Padilla, Feinstein, Carbajal, Panetta Applaud Release of Proposed Chumash Heritage National Marine Sanctuary

Biden-Harris Administration heeds California lawmakers’ call to move forward on designation of proposed 5,600-square mile marine sanctuary to span area between existing Monterey and Channel Islands sanctuaries

SANTA BARBARA, CA — Today, U.S. Senators Alex Padilla and Dianne Feinstein (Both D-Calif.) and Representatives Salud Carbajal (D-Calif.-24) and Jimmy Panetta (D-Calif.-19) applauded the release by the National Oceanic and Atmospheric Administration (NOAA) of the draft designation for the Chumash Heritage National Marine Sanctuary off the central coast of California.

“The waters off the Central Coast hold sacred Chumash history and play host to a vibrant ecosystem of endangered species and diverse habitats,” said Senator Padilla. “Designating the Chumash Heritage National Marine Sanctuary would strengthen marine research, education, and conservation along the coast while incorporating the values and traditions of surrounding Indigenous communities through collaborative management practices. I am committed to working with NOAA officials, Senator Feinstein, Representative Carbajal, Representative Panetta, Tribal leaders, and local stakeholders to secure crucial protections for this vital marine ecosystem.”

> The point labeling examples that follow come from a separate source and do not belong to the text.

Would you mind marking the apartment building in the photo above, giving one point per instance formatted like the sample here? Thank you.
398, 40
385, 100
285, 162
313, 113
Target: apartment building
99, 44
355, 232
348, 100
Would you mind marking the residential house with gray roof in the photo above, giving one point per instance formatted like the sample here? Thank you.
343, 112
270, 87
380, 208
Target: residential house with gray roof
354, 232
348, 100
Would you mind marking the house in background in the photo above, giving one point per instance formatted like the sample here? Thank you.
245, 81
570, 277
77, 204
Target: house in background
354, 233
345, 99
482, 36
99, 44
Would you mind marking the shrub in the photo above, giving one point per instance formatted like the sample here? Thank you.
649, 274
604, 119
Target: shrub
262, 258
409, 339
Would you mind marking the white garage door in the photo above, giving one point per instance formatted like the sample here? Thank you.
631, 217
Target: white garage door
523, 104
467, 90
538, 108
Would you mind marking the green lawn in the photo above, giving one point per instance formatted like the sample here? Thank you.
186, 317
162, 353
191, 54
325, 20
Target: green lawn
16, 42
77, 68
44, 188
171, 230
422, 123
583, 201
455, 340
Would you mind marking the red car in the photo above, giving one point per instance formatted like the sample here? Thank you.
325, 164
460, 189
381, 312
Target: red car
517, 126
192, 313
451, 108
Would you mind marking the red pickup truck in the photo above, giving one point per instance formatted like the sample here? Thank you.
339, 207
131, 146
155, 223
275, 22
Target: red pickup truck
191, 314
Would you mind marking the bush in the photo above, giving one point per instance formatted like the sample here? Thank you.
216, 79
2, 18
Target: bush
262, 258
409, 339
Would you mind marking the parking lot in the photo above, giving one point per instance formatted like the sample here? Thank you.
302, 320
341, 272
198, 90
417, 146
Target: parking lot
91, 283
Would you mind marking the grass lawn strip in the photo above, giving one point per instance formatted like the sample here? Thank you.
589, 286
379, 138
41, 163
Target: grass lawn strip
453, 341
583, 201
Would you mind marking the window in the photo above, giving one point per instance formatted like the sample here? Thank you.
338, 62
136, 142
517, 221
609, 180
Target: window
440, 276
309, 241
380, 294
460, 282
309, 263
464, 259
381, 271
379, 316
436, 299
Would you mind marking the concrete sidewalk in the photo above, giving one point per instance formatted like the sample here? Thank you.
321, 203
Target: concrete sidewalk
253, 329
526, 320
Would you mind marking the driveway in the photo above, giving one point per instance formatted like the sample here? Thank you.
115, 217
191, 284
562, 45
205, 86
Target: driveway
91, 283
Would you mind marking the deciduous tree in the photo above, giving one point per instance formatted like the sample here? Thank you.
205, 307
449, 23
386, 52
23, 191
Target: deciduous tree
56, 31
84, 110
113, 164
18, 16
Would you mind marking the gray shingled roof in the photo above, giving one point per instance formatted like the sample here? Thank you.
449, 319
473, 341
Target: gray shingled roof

“The Chumash Heritage National Marine Sanctuary would protect one of the largest remaining kelp forests, helping to combat climate change while preserving sacred Chumash cultural sites.  It’s wonderful news that NOAA is moving forward on this designation,” said Senator Feinstein.

“The Central Coast has pursued this sanctuary designation for decades, and as our oceans and our communities are facing unprecedented challenges from a changing marine environment, this draft comes at a critical time for our region. I am glad that we finally have a draft that puts this sanctuary’s final approval within reach,” said Representative Carbajal. “I look forward to reviewing the draft designation and working with NOAA, the Commerce Department, and all local stakeholders to bridge any remaining challenges to making the Chumash Heritage National Marine Sanctuary official by the end of this Congress.”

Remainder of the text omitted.